J'aime particulièrement le troisième pour son caractère abrupt, presque tranchant, comme un soudain retour au « moi » à travers une brume de pensées. Comme une cristallisation de l’atmosphère lourde que les deux premiers esquissent. Comme un nouveau départ aussi, un tournant vers quelque chose de plus mouvant, moins inéluctable.

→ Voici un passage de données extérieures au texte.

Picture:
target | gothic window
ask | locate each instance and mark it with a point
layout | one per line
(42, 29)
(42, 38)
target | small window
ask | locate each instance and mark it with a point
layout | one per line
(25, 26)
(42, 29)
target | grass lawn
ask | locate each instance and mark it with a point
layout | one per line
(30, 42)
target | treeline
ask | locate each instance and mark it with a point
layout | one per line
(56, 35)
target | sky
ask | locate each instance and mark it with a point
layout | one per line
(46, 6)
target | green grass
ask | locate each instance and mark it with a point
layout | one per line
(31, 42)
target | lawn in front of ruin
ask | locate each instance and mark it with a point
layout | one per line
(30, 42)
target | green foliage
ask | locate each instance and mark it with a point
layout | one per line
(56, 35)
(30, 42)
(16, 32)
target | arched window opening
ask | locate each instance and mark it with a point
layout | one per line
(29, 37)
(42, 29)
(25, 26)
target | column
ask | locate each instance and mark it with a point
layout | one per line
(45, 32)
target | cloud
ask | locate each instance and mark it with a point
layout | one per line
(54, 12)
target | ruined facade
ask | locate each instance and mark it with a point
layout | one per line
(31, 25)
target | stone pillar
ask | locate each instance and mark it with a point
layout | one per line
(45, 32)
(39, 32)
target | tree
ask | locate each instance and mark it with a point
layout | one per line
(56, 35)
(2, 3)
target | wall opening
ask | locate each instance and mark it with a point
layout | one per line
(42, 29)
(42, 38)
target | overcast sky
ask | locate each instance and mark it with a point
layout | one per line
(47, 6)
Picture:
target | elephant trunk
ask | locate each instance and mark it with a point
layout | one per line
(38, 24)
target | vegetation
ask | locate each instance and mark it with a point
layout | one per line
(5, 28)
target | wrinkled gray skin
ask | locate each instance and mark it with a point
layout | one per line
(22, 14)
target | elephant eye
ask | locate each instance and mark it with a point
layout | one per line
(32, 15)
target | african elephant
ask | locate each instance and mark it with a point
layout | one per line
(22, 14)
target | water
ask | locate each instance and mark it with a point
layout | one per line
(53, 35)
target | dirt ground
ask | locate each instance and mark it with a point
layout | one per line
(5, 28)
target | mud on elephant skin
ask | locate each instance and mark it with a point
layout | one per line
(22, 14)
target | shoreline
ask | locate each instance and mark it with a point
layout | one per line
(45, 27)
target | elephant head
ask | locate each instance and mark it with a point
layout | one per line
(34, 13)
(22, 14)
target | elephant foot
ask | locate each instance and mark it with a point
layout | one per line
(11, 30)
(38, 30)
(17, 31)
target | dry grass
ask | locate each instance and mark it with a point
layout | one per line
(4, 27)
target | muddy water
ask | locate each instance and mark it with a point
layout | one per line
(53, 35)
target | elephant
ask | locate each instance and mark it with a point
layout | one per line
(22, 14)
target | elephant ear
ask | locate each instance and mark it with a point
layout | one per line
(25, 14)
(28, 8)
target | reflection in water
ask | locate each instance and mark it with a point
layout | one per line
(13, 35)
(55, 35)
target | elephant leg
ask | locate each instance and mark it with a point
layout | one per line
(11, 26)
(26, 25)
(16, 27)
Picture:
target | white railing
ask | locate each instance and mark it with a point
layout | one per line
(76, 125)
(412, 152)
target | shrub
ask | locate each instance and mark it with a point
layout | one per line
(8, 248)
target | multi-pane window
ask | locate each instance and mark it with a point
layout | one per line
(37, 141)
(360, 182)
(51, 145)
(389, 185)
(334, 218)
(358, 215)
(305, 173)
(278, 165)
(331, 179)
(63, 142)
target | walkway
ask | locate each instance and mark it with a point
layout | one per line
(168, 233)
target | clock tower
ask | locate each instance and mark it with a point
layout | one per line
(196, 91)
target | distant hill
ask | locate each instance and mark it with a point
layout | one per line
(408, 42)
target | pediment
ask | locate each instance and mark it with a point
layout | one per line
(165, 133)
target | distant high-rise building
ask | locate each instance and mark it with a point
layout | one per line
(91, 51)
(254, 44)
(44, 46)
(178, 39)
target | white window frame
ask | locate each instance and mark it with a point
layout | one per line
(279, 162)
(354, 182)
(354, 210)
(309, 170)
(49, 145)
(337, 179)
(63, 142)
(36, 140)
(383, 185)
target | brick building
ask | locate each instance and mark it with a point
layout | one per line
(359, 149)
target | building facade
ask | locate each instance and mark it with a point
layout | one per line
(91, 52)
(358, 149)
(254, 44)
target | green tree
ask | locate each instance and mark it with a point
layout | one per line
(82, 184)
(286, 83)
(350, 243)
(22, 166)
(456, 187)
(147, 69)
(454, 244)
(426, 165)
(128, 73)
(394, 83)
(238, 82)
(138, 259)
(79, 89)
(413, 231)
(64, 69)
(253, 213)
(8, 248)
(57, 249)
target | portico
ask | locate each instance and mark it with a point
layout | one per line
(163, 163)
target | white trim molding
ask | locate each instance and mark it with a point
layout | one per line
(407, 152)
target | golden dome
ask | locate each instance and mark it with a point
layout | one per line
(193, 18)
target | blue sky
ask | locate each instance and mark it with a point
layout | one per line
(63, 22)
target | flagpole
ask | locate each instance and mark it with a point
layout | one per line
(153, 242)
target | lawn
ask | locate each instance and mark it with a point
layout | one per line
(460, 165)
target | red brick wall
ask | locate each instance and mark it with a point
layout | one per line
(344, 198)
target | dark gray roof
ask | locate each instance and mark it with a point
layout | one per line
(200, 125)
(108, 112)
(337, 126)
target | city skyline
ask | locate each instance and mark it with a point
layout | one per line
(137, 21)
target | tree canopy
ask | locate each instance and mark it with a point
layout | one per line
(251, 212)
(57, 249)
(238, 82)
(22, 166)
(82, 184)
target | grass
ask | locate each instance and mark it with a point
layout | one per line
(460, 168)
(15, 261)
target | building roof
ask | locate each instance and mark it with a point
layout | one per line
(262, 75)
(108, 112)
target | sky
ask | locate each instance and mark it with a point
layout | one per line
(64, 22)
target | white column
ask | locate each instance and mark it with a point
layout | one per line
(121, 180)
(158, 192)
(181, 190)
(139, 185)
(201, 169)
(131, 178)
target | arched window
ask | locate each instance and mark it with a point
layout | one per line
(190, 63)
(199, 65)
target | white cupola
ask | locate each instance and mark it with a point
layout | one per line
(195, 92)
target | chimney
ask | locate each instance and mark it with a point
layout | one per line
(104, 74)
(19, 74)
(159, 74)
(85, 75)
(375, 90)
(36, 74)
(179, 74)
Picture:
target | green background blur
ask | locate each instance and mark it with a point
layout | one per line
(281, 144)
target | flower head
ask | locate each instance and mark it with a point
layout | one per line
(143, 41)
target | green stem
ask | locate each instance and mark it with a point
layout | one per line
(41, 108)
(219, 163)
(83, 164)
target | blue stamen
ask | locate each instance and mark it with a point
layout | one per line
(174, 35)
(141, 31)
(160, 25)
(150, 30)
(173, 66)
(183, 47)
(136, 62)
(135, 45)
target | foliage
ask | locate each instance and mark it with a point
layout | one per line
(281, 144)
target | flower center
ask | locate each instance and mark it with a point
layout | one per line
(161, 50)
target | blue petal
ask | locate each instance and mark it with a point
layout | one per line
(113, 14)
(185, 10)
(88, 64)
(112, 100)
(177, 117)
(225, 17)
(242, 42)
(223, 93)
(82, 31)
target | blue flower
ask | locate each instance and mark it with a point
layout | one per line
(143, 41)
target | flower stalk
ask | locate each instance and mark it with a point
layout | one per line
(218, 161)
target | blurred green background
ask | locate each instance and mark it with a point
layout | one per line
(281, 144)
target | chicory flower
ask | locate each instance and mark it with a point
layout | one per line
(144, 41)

J'ai un peu moins aimé l'avant-avant-dernier vers, qui me semble couper un peu trop tôt l'élan des précédents, mais peut-être n'ai-je pas su « voir » la bonne manière de les dire qui le rendrait plus naturel.

   Anonyme   
26/3/2016
 a aimé ce texte 
Beaucoup
Un magnifique poème.
Ça se voit, se sent dès la première lecture qu'il y a quelque chose de fort, dans l'écriture, dans l'émotion.
Le titre en revanche est à mon goût franchement lourd.
"Les" et "des" aussi proches surtout dans un titre, c'est moche.

   jfmoods   
27/3/2016
Les rythmes (de 12, accessoirement de 6), rythmes fondant une cadence propre au poète, nous font ici traverser la fragmentation d'un décor intérieur significatif, la mémoire individuelle, par nature éclatée, présente en chacun d'entre nous et annoncée par le titre (métaphore nourricière de notre relation commune au temps : "Les granges des humains"). Dans ce bal des souvenirs où les sens directeurs sont la vue et l'ouïe, nature et technique constituent des éléments clés qui se côtoient, s'entremêlent, se chevauchent. La présence d'un moyen de transport apparaît comme assez symptomatique de l'auteur : les êtres sont comme de passage, ancrés dans une réalité provisoire, transitoire, happés par les contreforts de l'ailleurs. Est-ce de là, du déracinement obligé, que vient cette impression sourde d'engluement ? La comparaison...

"Comme un cheval de trait qui draine les grands socs aux sillages de l’automne sur de longues emblaves"

.. rappelle immanquablement le vers final du poème "Post-Scriptum" de Char...

"Comme un cheval sans fin dans un labour aigri."

Les métaphores ("l'enfeu de ma tête", "oripeaux de millions de merveilles", "meules du destin") confirment l'aspect à la fois cloisonné, friable et douloureux de cette traversée proposée au lecteur.

Merci pour ce partage !

   Raoul   
11/5/2016
 a aimé ce texte 
Beaucoup
Bien des nostalgies, mais traitées d'une façon qui esquive, non pas les souvenirs marquant - et/ou marqueurs - mais les rengaines courantes et moult complaintes où c'était bien chez Laurette.
Non ce n'était pas mieux avant, la vie, déjà, n'épargnait personne, mais les yeux qui le voyaient étaient autres.
Le beau balancement des rythmes un peu fracassés va très bien aux réminiscences de ces âpretés de l'existence.
J'entends un Jean Bouise "Estragon" dire cette pas tout à fait prose en lambeau, là, sur le trottoir fatigué du supermarché d'une ZI avec vue imprenable (préfiguration de cimetière) sur un maquis, une lande, un terrain vague…
Ce texte remue mon cerveau en plusieurs endroits.